WDB

Die Gebrauchsfähigkeit unserer Hunde zu erhalten sollte nach der Gesundheit höchste Priorität bei den Züchtern haben. Leider muss man in den letzten Jahren beobachten, wie gerade selbst bei den Gebrauchshunderassen der Trend dahin geht, das Zuchtziel mehr auf Optik als auf  Funktionalität und Gesundheit auszulegen.

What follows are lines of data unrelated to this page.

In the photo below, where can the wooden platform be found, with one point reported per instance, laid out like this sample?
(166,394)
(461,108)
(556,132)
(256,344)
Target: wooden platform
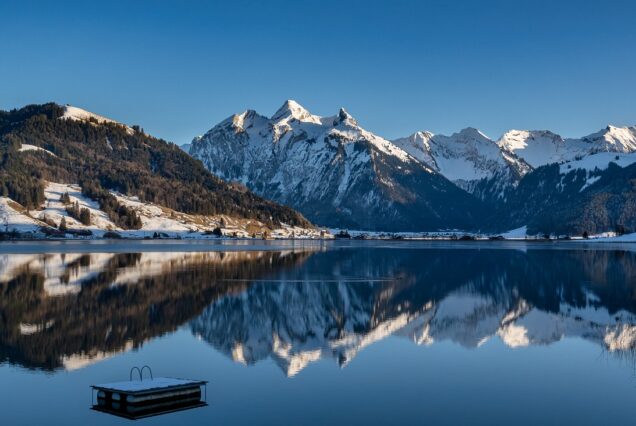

Das ufert in einigen Fällen sogar aus in übertriebenen Schönheitswahn, bis hin zu Rassen, deren Vertreter nicht mehr in der Lage sind, den normalen Hundealltag ohne Beschwernisse zu meistern. Zu schwer, extreme Übertreibungen beim Fellbehang, Hautfalten und was es sonst noch auf dem Markt der Eitelkeiten gibt.

Darüber zu richten steht mir an dieser Stelle allerdings nicht zu und dazu soll diese Seite auch nicht herhalten.

Man muss mittlerweile neben einem gewissenhaftem Züchter auch eine große Portion Glück mitbringen, um einen Hund mit gut ausgeprägten Eigenschaften eines Gebrauchshundes zu bekommen.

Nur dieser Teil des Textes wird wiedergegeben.